Deployment Architecture

Host Mode (Development)

Agent runs on the desktop machine, controls devices remotely via ADB/XCTest/DevTools.

Use cases: Local development, recording new trails, interactive testing.

Remote Device Farm Mode (CI/CD)

Agent runs on the Android device inside the test APK. Same trailblaze-agent code, different execution context.

Why: Remote device farms (Firebase Test Lab, AWS Device Farm) only provide the device — no external host process. Test APKs must be self-contained.

Component Host Mode Remote Device Farm Mode
MultiAgentV3Runner Desktop JVM Android JVM (in APK)
SamplingSource LocalLlmSamplingSource KoogLlmSamplingSource
UiActionExecutor Remote (ADB) Local (UIAutomator)
LLM Access Direct HTTP Direct HTTP

Tiered Model Strategy

Tier Models Use For Cost Impact
Frontier Claude Sonnet 4.5, GPT-5 Screen analysis, complex decisions HIGH (every iteration)
Mid-Tier Claude Haiku 4.5, GPT-4.1 General reasoning, fallback MEDIUM
Mini GPT-4.1-mini, GPT-5-mini Task planning, decomposition (text-only) LOW (once + replans)
Zero Cost Trail mode (recordings), Reflection (heuristic) CI/CD execution ZERO

Configured via BlazeConfig.analyzerModel (vision, called every iteration) and BlazeConfig.plannerModel (text-only, called at start + replans).

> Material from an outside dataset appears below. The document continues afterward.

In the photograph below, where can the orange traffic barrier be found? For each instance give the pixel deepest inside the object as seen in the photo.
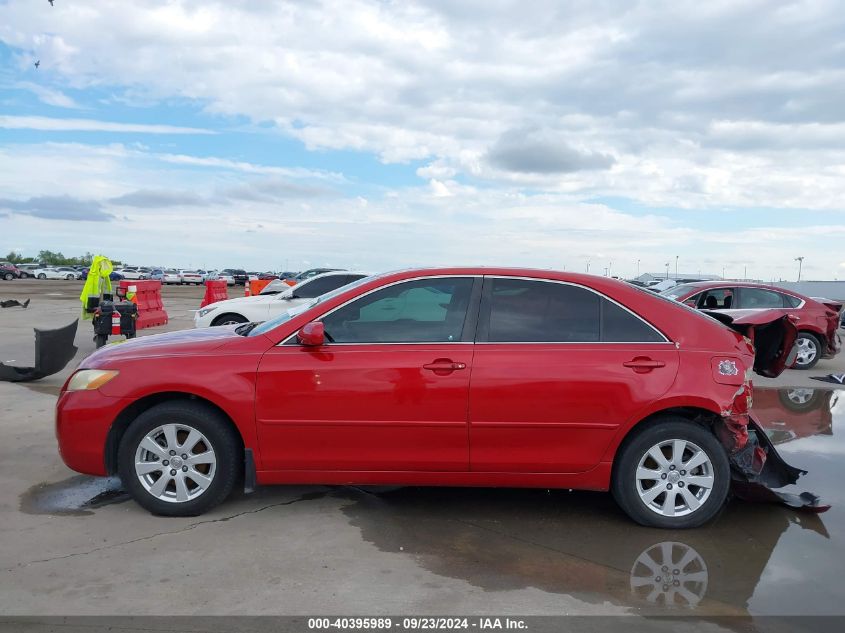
(255, 287)
(215, 290)
(148, 299)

Value Proposition: Blaze Once, Trail Forever

Aspect Mobile-Agent-v3 Trailblaze
Every execution LLM calls required Zero LLM (trail mode)
CI/CD at scale Linear cost growth Constant $0
Determinism Non-deterministic 100% reproducible
Speed 2-5s per action ~100ms per action (recordings)

Enterprise impact: 1000 test runs/day with LLM = ~$500/day. Trail mode = $0/day.

On-Device Execution

Constraints: No Python (all Kotlin), limited memory, self-contained APK, HTTP for LLM.

Memory-optimized config (BlazeConfig.ON_DEVICE): reduced iterations (20), frequent reflection (every 5), bounded backtrack (3 steps), limited subtasks (6), bounded screenshot retention (WorkingMemory.MAX_SCREENSHOTS_ON_DEVICE = 3).

Device Farm Timeout Network Notes
Firebase Test Lab 45 min Available Set maxIterations accordingly
AWS Device Farm 60 min Available Supports custom environments
Sauce Labs Varies Available Real devices available

Benchmarks

AndroidWorld (Google Research)

116 programmatic tasks across 20 real Android apps. GitHub | Paper

Agent Score
Mobile-Agent-v3 73.3%
Trailblaze (target) 70%+
AppAgent 34.2%

OSWorld (XLang AI)

369 tasks across Ubuntu, Windows, macOS. GitHub | Paper

Agent Score
Mobile-Agent-v3 37.7%
Trailblaze (target) 35%+

Implementation Summary (All Phases Complete)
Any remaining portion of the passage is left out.